Why are you Looking at me that Way?
I have experienced some strange things during my nearly 58 years, and if I were to rank those experiences on some sort of Scale of the Bizarre, I would put Disjunctive Cognition near the top. There is a very good chance you have also experienced this phenomenon even if you have never heard that specific phrase.
In 2001, a psychoanalyst named Mark Blechner published The Dream Frontier. In this book, he documented case after case of people having two aspects of their cognition fail to match while they were dreaming. This happens even though the dreamer knows that there is something wrong. Try as they might, they can’t fix it. What exactly is Blechner talking about? I offer the following examples from my personal experience.
I have been posting chapters of the book I wrote about meeting Athena, the guitar player who made quite an impression on me. I have already published six chapters about her and the fallout from meeting her. I believe there are at least ten more to come. This post is about a dream I had about her a couple of years after we met, this post is about my first encounter with Disjunctive Cognition.

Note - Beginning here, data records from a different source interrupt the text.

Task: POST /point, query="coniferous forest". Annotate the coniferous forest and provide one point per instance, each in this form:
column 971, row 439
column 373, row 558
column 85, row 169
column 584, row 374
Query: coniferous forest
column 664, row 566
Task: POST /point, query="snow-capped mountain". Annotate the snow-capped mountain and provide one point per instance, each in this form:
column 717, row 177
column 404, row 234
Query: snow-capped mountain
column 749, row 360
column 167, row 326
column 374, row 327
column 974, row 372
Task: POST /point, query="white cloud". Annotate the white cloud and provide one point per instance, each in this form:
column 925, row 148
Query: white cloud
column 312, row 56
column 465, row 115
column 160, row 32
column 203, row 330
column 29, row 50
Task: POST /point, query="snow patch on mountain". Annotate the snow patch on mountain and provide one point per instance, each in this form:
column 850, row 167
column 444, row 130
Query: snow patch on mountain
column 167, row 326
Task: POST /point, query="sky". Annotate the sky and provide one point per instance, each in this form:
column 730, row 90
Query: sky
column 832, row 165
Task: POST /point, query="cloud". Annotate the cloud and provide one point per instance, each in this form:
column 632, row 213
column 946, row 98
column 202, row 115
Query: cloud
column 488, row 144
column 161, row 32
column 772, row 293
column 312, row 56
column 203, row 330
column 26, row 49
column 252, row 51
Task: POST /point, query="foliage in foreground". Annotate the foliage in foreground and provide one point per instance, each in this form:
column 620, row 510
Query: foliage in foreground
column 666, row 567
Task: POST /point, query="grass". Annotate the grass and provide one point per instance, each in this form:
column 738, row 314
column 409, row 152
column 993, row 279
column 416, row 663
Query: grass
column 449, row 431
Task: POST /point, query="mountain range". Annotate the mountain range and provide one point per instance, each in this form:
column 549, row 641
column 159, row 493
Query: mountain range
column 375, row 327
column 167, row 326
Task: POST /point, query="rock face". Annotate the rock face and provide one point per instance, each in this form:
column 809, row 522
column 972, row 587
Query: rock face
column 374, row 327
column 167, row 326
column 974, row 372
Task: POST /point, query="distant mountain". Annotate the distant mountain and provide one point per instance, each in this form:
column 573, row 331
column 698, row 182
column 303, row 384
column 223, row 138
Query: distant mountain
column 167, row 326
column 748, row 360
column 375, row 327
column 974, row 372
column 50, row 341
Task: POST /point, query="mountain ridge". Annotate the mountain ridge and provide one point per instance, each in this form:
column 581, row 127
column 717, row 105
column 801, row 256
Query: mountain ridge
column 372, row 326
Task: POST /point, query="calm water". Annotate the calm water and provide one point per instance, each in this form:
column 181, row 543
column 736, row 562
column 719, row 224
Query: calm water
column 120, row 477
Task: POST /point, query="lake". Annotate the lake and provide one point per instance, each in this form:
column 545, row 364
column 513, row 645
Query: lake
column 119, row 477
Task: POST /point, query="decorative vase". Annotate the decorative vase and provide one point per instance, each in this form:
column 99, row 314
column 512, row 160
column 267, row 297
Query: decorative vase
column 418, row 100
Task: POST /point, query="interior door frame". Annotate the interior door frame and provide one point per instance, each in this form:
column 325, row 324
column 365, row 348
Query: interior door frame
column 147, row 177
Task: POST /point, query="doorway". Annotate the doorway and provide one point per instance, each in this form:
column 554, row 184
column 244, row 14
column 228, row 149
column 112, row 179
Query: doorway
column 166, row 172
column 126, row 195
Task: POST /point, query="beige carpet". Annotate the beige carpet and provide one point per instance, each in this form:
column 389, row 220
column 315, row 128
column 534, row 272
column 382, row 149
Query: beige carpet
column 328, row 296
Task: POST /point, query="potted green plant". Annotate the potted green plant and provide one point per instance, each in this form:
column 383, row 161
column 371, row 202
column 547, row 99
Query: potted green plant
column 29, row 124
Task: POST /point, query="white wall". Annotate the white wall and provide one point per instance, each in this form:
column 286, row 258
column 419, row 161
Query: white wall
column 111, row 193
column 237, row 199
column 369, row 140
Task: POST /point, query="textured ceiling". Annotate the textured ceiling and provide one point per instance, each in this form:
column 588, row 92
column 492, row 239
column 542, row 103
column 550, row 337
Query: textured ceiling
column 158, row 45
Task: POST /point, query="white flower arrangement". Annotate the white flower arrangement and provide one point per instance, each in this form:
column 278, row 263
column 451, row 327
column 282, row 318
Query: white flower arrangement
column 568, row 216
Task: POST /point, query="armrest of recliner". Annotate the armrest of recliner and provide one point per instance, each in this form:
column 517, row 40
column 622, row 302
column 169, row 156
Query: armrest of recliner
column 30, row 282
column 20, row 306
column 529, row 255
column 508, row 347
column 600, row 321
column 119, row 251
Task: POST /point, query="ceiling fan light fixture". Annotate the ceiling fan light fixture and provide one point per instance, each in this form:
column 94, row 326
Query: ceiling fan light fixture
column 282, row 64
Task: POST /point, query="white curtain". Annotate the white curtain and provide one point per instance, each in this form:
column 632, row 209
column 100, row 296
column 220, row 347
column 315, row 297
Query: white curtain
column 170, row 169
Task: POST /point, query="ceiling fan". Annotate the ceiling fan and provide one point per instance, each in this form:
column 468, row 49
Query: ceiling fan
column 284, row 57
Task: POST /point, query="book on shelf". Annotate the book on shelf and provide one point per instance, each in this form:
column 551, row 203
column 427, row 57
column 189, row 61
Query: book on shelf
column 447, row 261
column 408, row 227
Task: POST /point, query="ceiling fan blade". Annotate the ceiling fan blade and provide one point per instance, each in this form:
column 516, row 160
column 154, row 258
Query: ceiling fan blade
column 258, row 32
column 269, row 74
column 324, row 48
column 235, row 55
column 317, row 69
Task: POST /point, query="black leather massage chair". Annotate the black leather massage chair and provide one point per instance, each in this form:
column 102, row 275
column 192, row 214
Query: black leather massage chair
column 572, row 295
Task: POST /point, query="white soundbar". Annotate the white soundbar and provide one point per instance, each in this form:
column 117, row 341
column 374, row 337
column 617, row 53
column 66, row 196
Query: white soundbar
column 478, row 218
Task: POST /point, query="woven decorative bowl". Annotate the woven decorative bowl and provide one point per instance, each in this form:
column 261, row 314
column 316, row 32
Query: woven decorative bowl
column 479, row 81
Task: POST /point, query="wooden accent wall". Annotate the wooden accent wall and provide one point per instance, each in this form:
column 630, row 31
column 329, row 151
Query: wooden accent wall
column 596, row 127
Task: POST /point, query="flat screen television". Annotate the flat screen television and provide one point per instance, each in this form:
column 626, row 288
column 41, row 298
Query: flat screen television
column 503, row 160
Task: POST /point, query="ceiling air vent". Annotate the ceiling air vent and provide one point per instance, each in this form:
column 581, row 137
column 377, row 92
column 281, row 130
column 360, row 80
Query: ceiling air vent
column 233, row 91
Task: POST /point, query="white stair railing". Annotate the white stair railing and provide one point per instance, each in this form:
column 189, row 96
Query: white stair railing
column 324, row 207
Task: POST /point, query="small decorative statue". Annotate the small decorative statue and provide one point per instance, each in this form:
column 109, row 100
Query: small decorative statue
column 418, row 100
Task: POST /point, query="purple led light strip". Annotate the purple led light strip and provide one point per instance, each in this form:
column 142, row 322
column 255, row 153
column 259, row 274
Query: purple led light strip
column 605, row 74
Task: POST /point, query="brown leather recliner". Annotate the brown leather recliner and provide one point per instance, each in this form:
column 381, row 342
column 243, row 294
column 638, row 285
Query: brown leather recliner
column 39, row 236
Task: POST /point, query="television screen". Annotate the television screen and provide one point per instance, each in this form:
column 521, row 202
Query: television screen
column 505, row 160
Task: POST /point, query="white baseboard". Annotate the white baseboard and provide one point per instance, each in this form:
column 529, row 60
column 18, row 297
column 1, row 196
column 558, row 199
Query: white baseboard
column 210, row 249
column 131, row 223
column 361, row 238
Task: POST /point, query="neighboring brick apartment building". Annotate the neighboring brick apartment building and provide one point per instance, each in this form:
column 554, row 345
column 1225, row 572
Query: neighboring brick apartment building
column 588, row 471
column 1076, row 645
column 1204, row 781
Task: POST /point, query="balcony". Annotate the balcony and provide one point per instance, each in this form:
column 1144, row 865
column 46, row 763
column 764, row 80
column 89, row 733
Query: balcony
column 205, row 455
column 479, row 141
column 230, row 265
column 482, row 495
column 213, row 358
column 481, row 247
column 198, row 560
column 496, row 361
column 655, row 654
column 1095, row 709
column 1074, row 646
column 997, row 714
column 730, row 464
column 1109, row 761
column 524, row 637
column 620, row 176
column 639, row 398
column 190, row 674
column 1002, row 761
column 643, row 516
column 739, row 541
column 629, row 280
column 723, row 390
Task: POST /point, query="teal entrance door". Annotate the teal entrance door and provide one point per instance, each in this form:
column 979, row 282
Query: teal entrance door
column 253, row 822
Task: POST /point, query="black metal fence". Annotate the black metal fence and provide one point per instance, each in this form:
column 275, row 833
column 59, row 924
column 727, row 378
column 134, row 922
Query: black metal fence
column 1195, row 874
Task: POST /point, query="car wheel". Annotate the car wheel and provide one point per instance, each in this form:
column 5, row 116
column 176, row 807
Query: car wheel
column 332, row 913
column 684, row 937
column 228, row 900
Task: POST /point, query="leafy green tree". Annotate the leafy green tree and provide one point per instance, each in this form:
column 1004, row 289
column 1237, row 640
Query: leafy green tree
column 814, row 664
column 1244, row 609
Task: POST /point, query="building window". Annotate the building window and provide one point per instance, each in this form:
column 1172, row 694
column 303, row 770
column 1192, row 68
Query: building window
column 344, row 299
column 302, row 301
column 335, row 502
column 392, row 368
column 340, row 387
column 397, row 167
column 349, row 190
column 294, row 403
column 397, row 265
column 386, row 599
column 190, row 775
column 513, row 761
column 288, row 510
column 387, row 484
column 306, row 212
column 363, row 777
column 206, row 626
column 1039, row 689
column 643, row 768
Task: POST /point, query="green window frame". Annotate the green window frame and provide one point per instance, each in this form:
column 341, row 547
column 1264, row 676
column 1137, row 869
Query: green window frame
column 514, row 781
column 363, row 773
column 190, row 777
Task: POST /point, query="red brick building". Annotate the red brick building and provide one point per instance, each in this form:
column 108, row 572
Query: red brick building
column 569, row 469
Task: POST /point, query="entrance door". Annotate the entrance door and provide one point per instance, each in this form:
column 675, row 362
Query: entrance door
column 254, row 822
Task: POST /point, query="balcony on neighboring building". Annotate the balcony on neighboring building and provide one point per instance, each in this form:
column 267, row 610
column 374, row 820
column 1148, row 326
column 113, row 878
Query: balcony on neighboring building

In my dream, I was sitting in a large chair. On my lap was an athletic African American woman with a fade haircut. I instantly knew this woman was Athena, who, in real life, is an ultra-thin Caucasian woman with blonde hair. Even though I knew it was Athena (I mean, I really knew it was her), I couldn’t change her appearance or get her to explain to me what was going on. It was very, very strange.
Blechner states that my experience is commonplace among human beings in a dream state. I certainly don’t remember ever experiencing anything like that before my dream about Athena. For obvious reasons, I woke up very confused. Since then, I have experienced Disjunctive Cognition in one other dream.
A few weeks ago, a young man appeared in one of my dreams. He did not look like himself, he showed up in the guise of Justin Roiland, one of the creators of Rick and Morty, a TV show that I absolutely adore. To complicate matters further, this young man took his own life in the recent past. Why would I have a dream about him, especially when he was “disguised” as another person? I have no idea. I am left with speculation and a sense of unease.
Disjunctive Cognition is something I could probably do without. Its strangeness is surpassed only by the disquiet I feel when experiencing it. I don’t know what to make of it, I will simply add it to the long list of odd things I have experienced and move on. As usual, the universe feels it is under no obligation to explain itself.